Приехала ко мне Таня {М. Оловянишникова.}, на этот раз дольше, чем обыкновенно. Бедной девочке пришлось во всем признаться, роман внезапно раскрылся... Вот бешенство и ужас родных от неожиданного для их гордости удара!..
Мне очень жаль её! Как хотелось мне, чтобы она в 21 год тоже пошла на курсы, сделалась бы потом деятельницей на пользу народа; в апреле она совершеннолетняя, и я предоставляла ей возможность пользоваться обстоятельствами, доказав родителям, что, в сущности, они сами виноваты в случившемся: сразу разорвать свои золотые цепи -- поехать в Петербург, взяв деньги на ученье у меня.

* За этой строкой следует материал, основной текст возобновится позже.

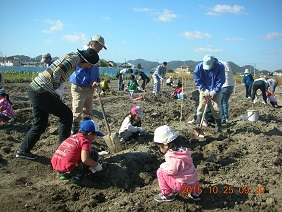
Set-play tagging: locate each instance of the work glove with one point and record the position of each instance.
(206, 92)
(212, 93)
(98, 167)
(102, 153)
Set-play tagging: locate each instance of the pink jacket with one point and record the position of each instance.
(6, 108)
(180, 165)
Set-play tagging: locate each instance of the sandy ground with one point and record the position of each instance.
(239, 170)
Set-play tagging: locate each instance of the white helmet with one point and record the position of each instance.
(164, 135)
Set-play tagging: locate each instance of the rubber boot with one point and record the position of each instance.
(75, 127)
(198, 121)
(218, 125)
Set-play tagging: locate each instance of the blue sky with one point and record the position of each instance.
(242, 31)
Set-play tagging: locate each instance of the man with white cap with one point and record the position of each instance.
(45, 101)
(83, 82)
(248, 82)
(209, 77)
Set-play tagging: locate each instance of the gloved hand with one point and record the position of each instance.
(102, 153)
(212, 93)
(98, 167)
(206, 92)
(144, 132)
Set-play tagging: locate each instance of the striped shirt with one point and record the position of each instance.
(56, 74)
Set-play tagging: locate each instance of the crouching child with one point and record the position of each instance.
(75, 156)
(178, 173)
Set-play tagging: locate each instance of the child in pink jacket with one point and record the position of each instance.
(178, 173)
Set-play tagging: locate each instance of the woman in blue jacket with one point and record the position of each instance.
(248, 82)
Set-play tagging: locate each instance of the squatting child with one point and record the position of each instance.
(6, 108)
(131, 125)
(178, 173)
(75, 156)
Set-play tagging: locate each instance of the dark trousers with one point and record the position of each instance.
(259, 85)
(44, 104)
(248, 90)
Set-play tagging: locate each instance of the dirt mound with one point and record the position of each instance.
(239, 170)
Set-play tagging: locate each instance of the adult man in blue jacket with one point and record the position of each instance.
(84, 81)
(209, 77)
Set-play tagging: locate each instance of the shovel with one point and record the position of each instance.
(199, 132)
(112, 139)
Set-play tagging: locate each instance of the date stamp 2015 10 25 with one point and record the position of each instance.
(224, 189)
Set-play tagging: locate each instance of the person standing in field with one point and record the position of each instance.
(83, 82)
(159, 76)
(226, 91)
(247, 81)
(45, 100)
(209, 76)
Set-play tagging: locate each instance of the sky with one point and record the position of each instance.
(246, 32)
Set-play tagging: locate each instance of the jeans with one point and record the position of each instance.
(43, 104)
(225, 96)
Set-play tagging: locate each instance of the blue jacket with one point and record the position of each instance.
(212, 79)
(84, 77)
(248, 79)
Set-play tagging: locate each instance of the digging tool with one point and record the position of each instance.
(112, 139)
(199, 132)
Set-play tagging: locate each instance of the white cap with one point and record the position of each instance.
(100, 40)
(164, 135)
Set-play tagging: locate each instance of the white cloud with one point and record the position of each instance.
(273, 36)
(224, 8)
(55, 26)
(75, 38)
(233, 39)
(165, 16)
(208, 49)
(196, 35)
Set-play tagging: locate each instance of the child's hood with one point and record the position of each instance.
(182, 154)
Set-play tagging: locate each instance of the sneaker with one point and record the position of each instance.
(164, 197)
(195, 197)
(26, 155)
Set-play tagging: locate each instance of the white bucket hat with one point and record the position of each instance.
(164, 135)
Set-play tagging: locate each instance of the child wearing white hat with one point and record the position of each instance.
(178, 173)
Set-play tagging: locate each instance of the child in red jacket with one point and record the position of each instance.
(75, 154)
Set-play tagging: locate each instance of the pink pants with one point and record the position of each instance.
(169, 184)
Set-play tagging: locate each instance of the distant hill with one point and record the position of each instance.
(150, 65)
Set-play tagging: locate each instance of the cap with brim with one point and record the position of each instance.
(90, 56)
(44, 57)
(100, 40)
(164, 135)
(90, 126)
(207, 62)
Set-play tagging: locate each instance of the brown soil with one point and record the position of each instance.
(246, 155)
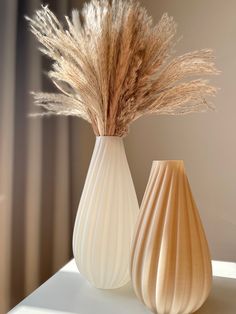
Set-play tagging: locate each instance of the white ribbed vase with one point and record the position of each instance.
(170, 261)
(106, 217)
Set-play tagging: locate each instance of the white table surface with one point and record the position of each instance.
(68, 292)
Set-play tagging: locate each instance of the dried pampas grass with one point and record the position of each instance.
(112, 65)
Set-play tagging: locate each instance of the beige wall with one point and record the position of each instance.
(206, 142)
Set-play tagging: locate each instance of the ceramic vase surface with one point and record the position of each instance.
(170, 261)
(106, 217)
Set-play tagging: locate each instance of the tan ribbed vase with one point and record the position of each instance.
(170, 261)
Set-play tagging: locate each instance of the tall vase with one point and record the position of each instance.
(170, 260)
(106, 217)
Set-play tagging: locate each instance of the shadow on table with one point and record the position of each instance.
(77, 296)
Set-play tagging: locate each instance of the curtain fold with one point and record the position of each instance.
(43, 162)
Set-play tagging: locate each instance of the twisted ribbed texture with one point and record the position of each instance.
(170, 260)
(106, 217)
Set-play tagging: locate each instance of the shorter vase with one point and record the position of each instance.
(170, 261)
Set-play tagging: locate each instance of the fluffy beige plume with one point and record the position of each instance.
(112, 65)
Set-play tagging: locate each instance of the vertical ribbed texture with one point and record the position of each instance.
(106, 217)
(170, 260)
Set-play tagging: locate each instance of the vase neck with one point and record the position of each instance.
(173, 165)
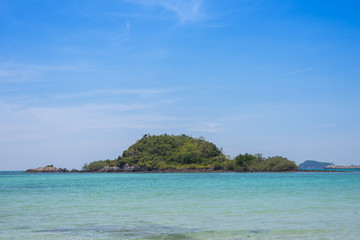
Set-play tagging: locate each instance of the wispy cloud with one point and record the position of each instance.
(185, 10)
(142, 92)
(18, 72)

Она будет обеспечена на все четыре года, а там -- будущее в её руках... Но, увы! Таня спокойно не дожила до этого времени, она была слишком надломлена, чтобы решиться теперь на что-нибудь, пассивно слушая меня. То, к чему она так жадно стремилась, для неё теперь уже не существовало: отсутствие умственной пищи дома, отсутствие живого, увлекавшего её всю дела, сделали то, что Таня, вначале равнодушная и интересовавшаяся им только с умственной стороны, -- полюбила сама ... "дописалась!" -- как она выражается.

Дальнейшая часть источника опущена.